TÜRKİYE LEZZETLERİNİN BULUŞMA NOKTASI: OKSİJEN TESİSLERİ

Sizler tabi gastronomi anlamında da büyük markalara yer veriyorsunuz. Hatta fast food kültürüne yeni bir boyut kazandırıyorsunuz. Özellikle yiyecek içecek kategorisinde hizmet verecek markaları belirlerken nelere dikkat ediyorsunuz?

Oksijen Tesisleri, her bir tesiste aynı hizmet kalitesi sunulacak şekilde tasarlandı ve tek bir merkezden yönetiliyor. Hijyenden kaliteye ve gıda güvenliğine her konuda yüksek standartlarımız bulunuyor. Bu standartları karşılayan markalarla çalışıyoruz ve markalarımız da bu konudaki titizliğimizi paylaşıyorlar zaten. Ayrıca hijyen, kalite ve gıda güvenliği konusundaki hassasiyetimiz sadece büyük markalarla sınırlı değil. Hangi Oksijen’e giderseniz, orada farklı bir yöreye yönelik Anadolu lezzetlerini bulabilirsiniz. Tamamen otantik ve başka yerde bu çeşniyi bu zenginlikte yakalayamadığınız yöresel ürünler bunlar. Hem de bu ürünlerin hijyenik koşullarda ve gıda güvenliğinin gereklerine titizlikle uygulanarak üretildiğinden emin olabilirsiniz. Oksijen Tesisleri’ndeki işletmeler belli standartlarda ürün satıyorlar. İmzalanan sözleşmelerde tek tek ürün gruplarının tanımı yapılıyor. Ürün listesinin dışı-na çıkılamıyor. Denetim ekiplerimiz de bulunuyor.

Yerel bölge markalarına ve istihdama katkınız da tebrik edilesi. Yerel kalkınmaya yönelik gerçekleştirdiğiniz katkıdan da bahsedebilir misiniz?
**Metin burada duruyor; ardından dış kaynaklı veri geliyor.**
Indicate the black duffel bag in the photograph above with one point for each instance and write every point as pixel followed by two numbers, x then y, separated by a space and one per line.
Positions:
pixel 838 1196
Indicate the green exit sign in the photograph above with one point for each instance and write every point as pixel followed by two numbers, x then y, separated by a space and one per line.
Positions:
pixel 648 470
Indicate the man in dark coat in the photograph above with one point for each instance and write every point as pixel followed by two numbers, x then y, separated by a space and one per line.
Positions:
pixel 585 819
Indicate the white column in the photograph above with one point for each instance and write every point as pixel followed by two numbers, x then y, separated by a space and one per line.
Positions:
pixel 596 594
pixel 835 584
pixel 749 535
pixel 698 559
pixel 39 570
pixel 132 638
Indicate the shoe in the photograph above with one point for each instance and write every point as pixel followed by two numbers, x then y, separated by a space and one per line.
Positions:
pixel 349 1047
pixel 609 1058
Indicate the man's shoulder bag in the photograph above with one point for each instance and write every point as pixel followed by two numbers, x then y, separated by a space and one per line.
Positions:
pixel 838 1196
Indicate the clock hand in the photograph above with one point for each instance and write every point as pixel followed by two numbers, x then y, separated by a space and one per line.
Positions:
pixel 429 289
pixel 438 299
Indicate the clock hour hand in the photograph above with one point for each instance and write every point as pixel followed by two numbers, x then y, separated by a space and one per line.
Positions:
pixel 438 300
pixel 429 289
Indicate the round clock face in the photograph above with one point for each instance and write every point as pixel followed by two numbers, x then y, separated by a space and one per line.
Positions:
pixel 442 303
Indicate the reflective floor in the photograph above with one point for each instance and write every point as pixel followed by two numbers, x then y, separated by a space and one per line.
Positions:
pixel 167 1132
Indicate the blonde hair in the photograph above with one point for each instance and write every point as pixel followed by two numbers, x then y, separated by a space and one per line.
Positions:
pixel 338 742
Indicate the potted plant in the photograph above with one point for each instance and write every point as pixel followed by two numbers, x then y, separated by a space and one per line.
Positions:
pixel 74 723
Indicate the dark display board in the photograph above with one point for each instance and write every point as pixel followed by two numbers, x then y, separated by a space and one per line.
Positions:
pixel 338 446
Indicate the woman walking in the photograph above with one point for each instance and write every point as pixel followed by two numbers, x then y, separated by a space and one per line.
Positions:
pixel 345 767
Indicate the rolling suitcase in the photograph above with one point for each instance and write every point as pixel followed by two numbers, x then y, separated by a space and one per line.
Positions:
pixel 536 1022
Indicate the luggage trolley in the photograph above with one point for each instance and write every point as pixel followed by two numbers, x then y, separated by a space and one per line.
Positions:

Bölge entegrasyonunuz nasıl?

İlk başta bu tesisleri ve konsepti planlarken her bölgeye Türkiye’nin meşhur lezzetlerini yapan yöresel veya ulusal markaları getirdik. Dolayısıyla bu süreci artık yavaş yavaş tamamladık. Tesislerin sadece bulunduğu bölgeyle entegrasyonu değil, Türkiye genelindeki tüm yöresel lezzetlerle entegrasyonu bulunuyor. Gümüşhane’den Köme’yi özel bir yerden getiriyoruz. Bolu Mengen Soframızda da bunun örneklerini görebilirsiniz.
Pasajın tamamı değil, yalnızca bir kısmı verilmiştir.